I recently had a discussion with someone I know about dating and relationships and the spectrum of what is acceptable and what is not. I know I’m a little more generous with my views on dating and that it’s not always acceptable for everyone (I always say we should set boundaries for that reason) so we don’t come across major issues in the long run.
Dating is Just Dating
I’ve come to realize I’m a bit more lenient with my expectations with dating. If you aren’t committed it doesn’t make sense to me to limit yourself. I’ll give you an example:
You’re on Tinder, you’ve been chatting with two people at the same time and you’ve set up a date. If you’re like me you’ve probably only talked a handful of times so the actual getting to know someone part is reserved for the date. I’m set to meet them on Friday but then I get a notification I’ve got a match with that cute guy I was hoping for. This guy wants to meet Saturday of the same week. I don’t think I owe either of them anything. Neither of us know each other. I agree to go on the date.
From here, this scenario can go two ways. Either the first date goes well and I end up cancelling the second one or it was alright and I go on the second. I don’t think this is an issue, none of us have committed to each other. This could very well be the last time we see each other or it could be a relationship that only exists within the frame of five meetups. This idea seems to strike a cord with people and either it’s a revolution or revulsion.
My basic understanding of any sort of response going either way is that people don’t treat my opinion as normal. And for the life of me I can’t see why it has to be a big deal. Would you not want to cut out someone you didn’t like before it got worse? Why feel indebted to someone you don’t even know? At this point neither of you know each other and so it may seem callous but it means we’re almost strangers at this point.
If I start counting these encounters as more than they are then where do I start?
Does the above scenario mean I’ve been with two guys? Or one, or none? I know people who will be super serious about a guy they’ve known for a month when they’ve realistically met up with them four or five times in that month. I meet my local barista more often than some of these men.
I don’t mean to make light but honestly many of these people I’ll forget by the end of the year anyhow. It’s like a classroom friend you thought was your bestest best friend but now that you’ve graduated high school you can barely remember their face. That same feeling of treasuring memories without a face can apply to some of these men. I know it sounds callous but for some (more than most) these relationships aren’t more than a brief inbetween actual relationships. But in that same breath, people will make a bigger deal out of such an encounter — interpreting that person as a body count just because it’s a method of judging and setting unrealistic expectations. For some reason these encounters that fall back onto anonymous faces we briefly met get measured as something inherently important.

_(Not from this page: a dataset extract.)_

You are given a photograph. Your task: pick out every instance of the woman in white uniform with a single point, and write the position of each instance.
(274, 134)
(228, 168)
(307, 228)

The concept of sex changes how these people are remembered. Yes, it could’ve been amazing, yes it can sometimes mean you’d like to do it all over again. But at the end of the day the encounter was brief if not memorable. But then what does it mean if this isn’t a part of the ‘body count’? The reason I think it gets tricky here is because it shows how there isn’t a real standard for what is a body count, does a one night stand count? And if there’s no standard then what is the real point to creating a measurement? What it is is a way to judge others and how they choose to share themselves.
My Categorizations are Mine
And I know they aren’t relatable to everyone. But bottom line is that the reason why I think body counts don’t matter is because that number is mine. It’s a product of the situations I’ve felt comfortable exploring, nothing less and nothing more. Judging my number is judging how comfortable I have been with sharing myself with others. What you’re asking is for me to be ashamed of my experiences and my choices regardless of how good they were for me. Making each encounter a number erases the history of how I got to meet with my partner and reduces the emotional impact of what I shared.
Some encounters are more important than others but that doesn’t mean they didn’t fulfill whatever I was hoping they would at the time. And it also doesn’t mean that they were all my choice. If you’ve had bad luck in your dating then there isn’t really much you can do about what your body count is except become celibate because you hit that imaginary number you didn’t want to.
I know people who have been dumped many times for a variety of reasons (many of them early on in their lives) but does that mean they should’ve stopped seeing people because they hit their number early on? No. It doesn’t make any sense to limit yourself because of some arbitrary system that doesn’t make any sense in anyone’s head except the person using that information to judge you.